Meilahn E N, Cauley J A, Tracy R P, Macy E O, Gutai J P, Kuller L H
University of Pittsburgh, Department of Epidemiology, Graduate School of Public Health, PA, USA.
Am J Epidemiol. 1996 Jan 15;143(2):159-66. doi: 10.1093/oxfordjournals.aje.a008725.
Blood levels of the clotting factor fibrinogen and tissue plasminogen activator inhibitor-1 (PAI-1), a primary inhibitor of fibrinolysis, have been positively linked to risk of coronary heart disease. The authors have reported previously that plasma fibrinogen appears to rise after menopause and to be reduced with use of postmenopausal hormonal therapy. There is also evidence to suggest that sex hormones may influence PAI-1. To examine whether plasma fibrinogen and PAI-1 antigen levels differ among older postmenopausal women according to use of hormone therapy and by blood level of estrogen and androgens, these variables were assessed among 277 healthy women aged 65-82 years, one half of whom were receiving therapy. The study population was drawn from the Study of Osteoporotic Fractures, Pittsburgh, Pennsylvania, during 1986-1988. Overall, results showed median PAI-1 levels to be lower on average with oral and transdermal use of hormone therapy (25.0 vs. 33.5 ng/ml, p < 0.01) and mean fibrinogen levels to be lower (279 vs. 295 mg/dl, p < 0.02) with use of oral estrogen (but not transdermal) therapy compared with women not receiving therapy. Among women not receiving therapy, PAI-1 and fibrinogen levels were not related to endogenous sex hormone levels, with the exception of a modest positive relation between PAI-1 and serum estrone concentrations (rs = 0.29). In addition, a markedly higher PAI-1 level was found for women with a preponderance of upper body fat, independent of obesity. In sum, results showed that older women receiving postmenopausal hormone therapy had more favorable plasma levels of the hemostatic factors PAI-1 and fibrinogen than did those not receiving therapy, which can be explained in large part by differences between the two groups in obesity and body fat distribution.
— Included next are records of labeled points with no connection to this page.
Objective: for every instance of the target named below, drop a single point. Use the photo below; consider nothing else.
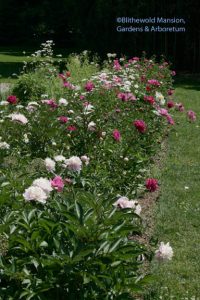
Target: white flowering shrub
(72, 171)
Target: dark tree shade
(91, 24)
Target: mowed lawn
(177, 217)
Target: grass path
(178, 210)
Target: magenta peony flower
(71, 128)
(170, 92)
(12, 99)
(117, 65)
(179, 106)
(170, 104)
(57, 183)
(170, 120)
(89, 86)
(154, 82)
(51, 103)
(63, 119)
(149, 99)
(116, 135)
(151, 184)
(191, 116)
(140, 125)
(126, 96)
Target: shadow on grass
(188, 81)
(9, 68)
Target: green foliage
(29, 87)
(69, 248)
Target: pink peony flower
(170, 92)
(170, 104)
(191, 116)
(51, 103)
(151, 184)
(126, 96)
(89, 86)
(116, 135)
(12, 99)
(57, 183)
(153, 82)
(63, 119)
(140, 125)
(71, 128)
(82, 97)
(170, 120)
(149, 99)
(179, 106)
(163, 112)
(117, 65)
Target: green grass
(177, 217)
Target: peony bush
(70, 162)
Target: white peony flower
(74, 163)
(164, 252)
(44, 184)
(63, 102)
(92, 126)
(124, 202)
(85, 159)
(4, 145)
(50, 164)
(59, 158)
(35, 193)
(19, 118)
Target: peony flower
(85, 159)
(140, 125)
(4, 145)
(19, 118)
(179, 106)
(89, 86)
(71, 128)
(74, 164)
(57, 183)
(154, 82)
(149, 99)
(50, 164)
(88, 109)
(124, 202)
(191, 115)
(170, 120)
(116, 135)
(117, 65)
(12, 99)
(63, 102)
(44, 184)
(170, 92)
(164, 252)
(92, 126)
(170, 104)
(63, 119)
(35, 193)
(160, 98)
(59, 158)
(32, 106)
(151, 184)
凝血因子纤维蛋白原和组织纤溶酶原激活物抑制剂-1(PAI-1,纤维蛋白溶解的主要抑制剂)的血液水平与冠心病风险呈正相关。作者此前曾报道,绝经后血浆纤维蛋白原水平似乎会升高,而使用绝经后激素疗法可使其降低。也有证据表明性激素可能会影响PAI-1。为了研究老年绝经后女性的血浆纤维蛋白原和PAI-1抗原水平是否因激素疗法的使用以及雌激素和雄激素的血液水平而有所不同,对277名年龄在65 - 82岁的健康女性进行了这些变量的评估,其中一半女性正在接受治疗。研究人群来自1986 - 1988年宾夕法尼亚州匹兹堡的骨质疏松性骨折研究。总体而言,结果显示口服和经皮使用激素疗法时,PAI-1水平中位数平均较低(25.0对33.5 ng/ml,p < 0.01),与未接受治疗的女性相比,口服雌激素(而非经皮)疗法时纤维蛋白原水平均值较低(279对295 mg/dl,p < 0.02)。在未接受治疗的女性中,PAI-1和纤维蛋白原水平与内源性性激素水平无关,但PAI-1与血清雌酮浓度之间存在适度的正相关(rs = 0.29)。此外,发现上半身脂肪占优势的女性PAI-1水平明显更高,与肥胖无关。总之,结果表明接受绝经后激素疗法的老年女性的止血因子PAI-1和纤维蛋白原的血浆水平比未接受治疗的女性更有利,这在很大程度上可以由两组在肥胖和身体脂肪分布方面的差异来解释。